Cottingham’s first victims were found on Dec. 2, 1979 when fire alarms went off at the Travel Inn Motor Hotel in New York City. A hotel worker had discovered the scorched remains of two women whose heads and hands had been cut off in Room 417. This grisly scene led to Cottingham’s nickname of “The Torso Killer,” and later the “Times Square Torso Ripper.” But he wasn’t a suspect at the time; he had checked in under the fake name of Carl Wilson and left no evidence pointing back to him.

Months later, on May 4, 1980, another sex worker was found dead in a Quality Inn motel in New Jersey. This murder was linked to the 1977 death of Maryann Carr, who was found in the parking lot of the same hotel. Within the same month, a fifth woman was found in the Seville Motel in New York City. But it wasn’t until May 22, 1980 that Cottingham was apprehended: a maid heard one of his victims screaming in a hotel rooms and authorities caught him as he tried to flee.

Cottingham’s trials began in June 1981, and by August 1984, he had been found guilty of five murders. He was convicted and sentenced to over 200 years in prison.

Over the years, he continued to make confessions, thanks largely to the work of New Jersey detective (and later sergeant) Robert Anzilotti, who built a rapport with Cottingham over the course of nearly two decades. Anzilotti would have Cottingham driven from the prison to his office, where he’d eat pizza and play cards with him in the hopes of getting Cottingham to confess to his crimes. In 2010, Cottingham finally revealed he’d murdered a sixth woman: Nancy Vogel, who was found dead in her car on Oct. 28, 1967, long before his Times Square killing spree. Cottingham’s next confession came in 2014, when he admitted to strangling and killing three teenagers in the late 1960s.

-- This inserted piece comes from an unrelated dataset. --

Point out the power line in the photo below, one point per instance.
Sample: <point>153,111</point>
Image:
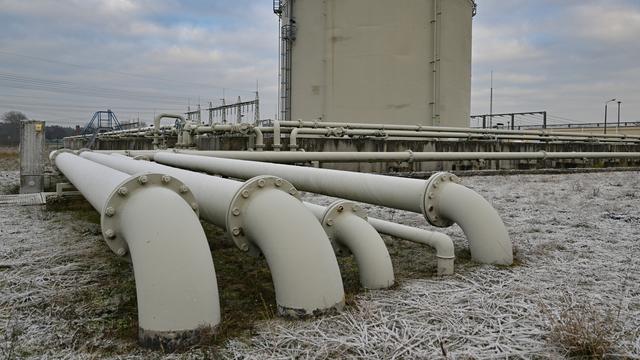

And in April 2021, at the age 74, he finally admitted to killing Mary Ann Pryor and Lorraine Marie Kelly, closing out a cold case from 1974.

The reason that Cottingham was able to hide his crimes for so long is what drew Crime Scene director Joe Berlinger to the story. “Ted Bundy was well known because he preyed upon white collegiate young women, so that made him a well-known figure because that was disturbing to society,” Berlinger told Oxygen.com. “They had multiple massive nationwide manhunts for Bundy and mobilization of police forces. [But] when sex workers are preyed upon, unfortunately, they just look the other way.”

Today, Cottingham is serving numerous life sentences at the New Jersey State Prison in Trenton, New Jersey. His imprisonment is the result of literally decades of work, and Anzilotti told the Associated Press that he believes there are still “dozens” of outstanding cases in the tri-state area that could be traced back to Cottingham.